【執筆者】朝水 裕一
「介護施設の種類が多すぎて、どれを選べばいいのかわからない」「介護保険は利用できるのだろうか?」介護施設の利用を検討する際、このような悩みを抱える方は多いのではないでしょうか。
介護施設は利用するご本人・ご家族の状態や目的に合わせて選ぶため、それぞれの特徴を理解しておく必要があります。

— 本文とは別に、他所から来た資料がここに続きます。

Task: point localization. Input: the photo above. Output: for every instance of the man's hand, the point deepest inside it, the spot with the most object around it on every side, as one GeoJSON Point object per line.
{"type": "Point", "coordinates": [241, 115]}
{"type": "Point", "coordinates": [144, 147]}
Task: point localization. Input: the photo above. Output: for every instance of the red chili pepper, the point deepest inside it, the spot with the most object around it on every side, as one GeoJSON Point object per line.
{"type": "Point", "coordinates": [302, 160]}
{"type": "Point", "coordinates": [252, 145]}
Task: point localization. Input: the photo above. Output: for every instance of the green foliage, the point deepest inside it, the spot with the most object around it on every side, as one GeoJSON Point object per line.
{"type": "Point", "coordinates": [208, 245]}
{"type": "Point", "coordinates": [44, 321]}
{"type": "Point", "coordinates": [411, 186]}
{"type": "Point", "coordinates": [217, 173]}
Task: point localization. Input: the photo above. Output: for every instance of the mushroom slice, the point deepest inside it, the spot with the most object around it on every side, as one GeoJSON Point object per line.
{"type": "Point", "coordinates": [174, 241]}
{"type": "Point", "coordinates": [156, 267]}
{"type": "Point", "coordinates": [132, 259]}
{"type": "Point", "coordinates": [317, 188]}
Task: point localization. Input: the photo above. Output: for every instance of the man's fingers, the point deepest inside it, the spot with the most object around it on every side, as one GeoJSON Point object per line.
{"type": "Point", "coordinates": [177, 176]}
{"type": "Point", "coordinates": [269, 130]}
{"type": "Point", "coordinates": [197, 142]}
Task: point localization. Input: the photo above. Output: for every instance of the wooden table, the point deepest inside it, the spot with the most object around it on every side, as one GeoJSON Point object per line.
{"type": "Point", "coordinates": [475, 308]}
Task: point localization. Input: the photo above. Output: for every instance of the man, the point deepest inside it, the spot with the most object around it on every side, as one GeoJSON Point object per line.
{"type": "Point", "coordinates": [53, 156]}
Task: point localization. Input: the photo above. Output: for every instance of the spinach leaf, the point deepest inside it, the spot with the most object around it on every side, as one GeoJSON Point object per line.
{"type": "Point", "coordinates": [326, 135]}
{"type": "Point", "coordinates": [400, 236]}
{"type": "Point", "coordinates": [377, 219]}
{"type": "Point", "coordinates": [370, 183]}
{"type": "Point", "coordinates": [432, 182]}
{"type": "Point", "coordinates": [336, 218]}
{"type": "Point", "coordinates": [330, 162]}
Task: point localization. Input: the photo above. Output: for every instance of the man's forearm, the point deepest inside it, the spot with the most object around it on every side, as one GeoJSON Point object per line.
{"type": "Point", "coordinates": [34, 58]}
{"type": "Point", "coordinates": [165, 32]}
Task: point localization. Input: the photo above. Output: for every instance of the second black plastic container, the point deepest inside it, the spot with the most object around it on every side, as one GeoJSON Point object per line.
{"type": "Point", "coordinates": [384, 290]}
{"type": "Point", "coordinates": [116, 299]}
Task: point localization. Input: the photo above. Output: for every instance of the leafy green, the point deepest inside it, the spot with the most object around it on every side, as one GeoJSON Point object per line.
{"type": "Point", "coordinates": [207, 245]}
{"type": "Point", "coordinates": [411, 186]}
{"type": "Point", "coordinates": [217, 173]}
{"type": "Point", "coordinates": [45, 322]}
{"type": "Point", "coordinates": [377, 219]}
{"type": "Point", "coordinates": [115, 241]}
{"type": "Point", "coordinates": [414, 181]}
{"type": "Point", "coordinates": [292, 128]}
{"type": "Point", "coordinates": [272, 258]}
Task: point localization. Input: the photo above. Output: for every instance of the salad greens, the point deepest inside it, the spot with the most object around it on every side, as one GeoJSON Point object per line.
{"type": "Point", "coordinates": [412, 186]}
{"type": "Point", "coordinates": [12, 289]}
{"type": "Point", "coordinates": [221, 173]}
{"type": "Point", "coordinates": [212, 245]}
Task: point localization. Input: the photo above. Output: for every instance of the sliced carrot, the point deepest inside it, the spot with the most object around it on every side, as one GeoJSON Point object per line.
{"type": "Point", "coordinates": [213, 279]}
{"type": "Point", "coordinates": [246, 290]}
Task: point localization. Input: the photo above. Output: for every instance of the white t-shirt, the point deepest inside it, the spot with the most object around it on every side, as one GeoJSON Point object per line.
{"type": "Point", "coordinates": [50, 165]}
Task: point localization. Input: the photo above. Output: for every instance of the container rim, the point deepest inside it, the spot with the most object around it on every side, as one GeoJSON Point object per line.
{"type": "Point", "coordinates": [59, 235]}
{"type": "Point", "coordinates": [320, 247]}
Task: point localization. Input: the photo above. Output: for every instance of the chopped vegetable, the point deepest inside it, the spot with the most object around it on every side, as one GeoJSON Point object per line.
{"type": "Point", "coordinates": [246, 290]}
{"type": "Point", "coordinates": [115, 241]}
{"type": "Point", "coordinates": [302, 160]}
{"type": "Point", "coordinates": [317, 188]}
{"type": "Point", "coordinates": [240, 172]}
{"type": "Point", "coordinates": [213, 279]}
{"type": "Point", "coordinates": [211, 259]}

この記事では、介護保険を利用できる介護保健施設のほか、その他の施設の特徴などを解説します。ぜひ最後までお読みいただき、介護施設を選ぶ際の参考にしてください。
介護施設の分類
介護施設にはさまざまな種類がありますが、介護保険を利用できる介護保険施設と、民間企業が運営する介護施設に分類されます。
介護保険施設は、地方自治体や社会福祉法人などが運営する施設です。介護保険制度に基づいてサービスが提供されるため、費用負担が比較的抑えられる傾向にあります。ただし、入居までの待機期間が長かったりするケースも少なくありません。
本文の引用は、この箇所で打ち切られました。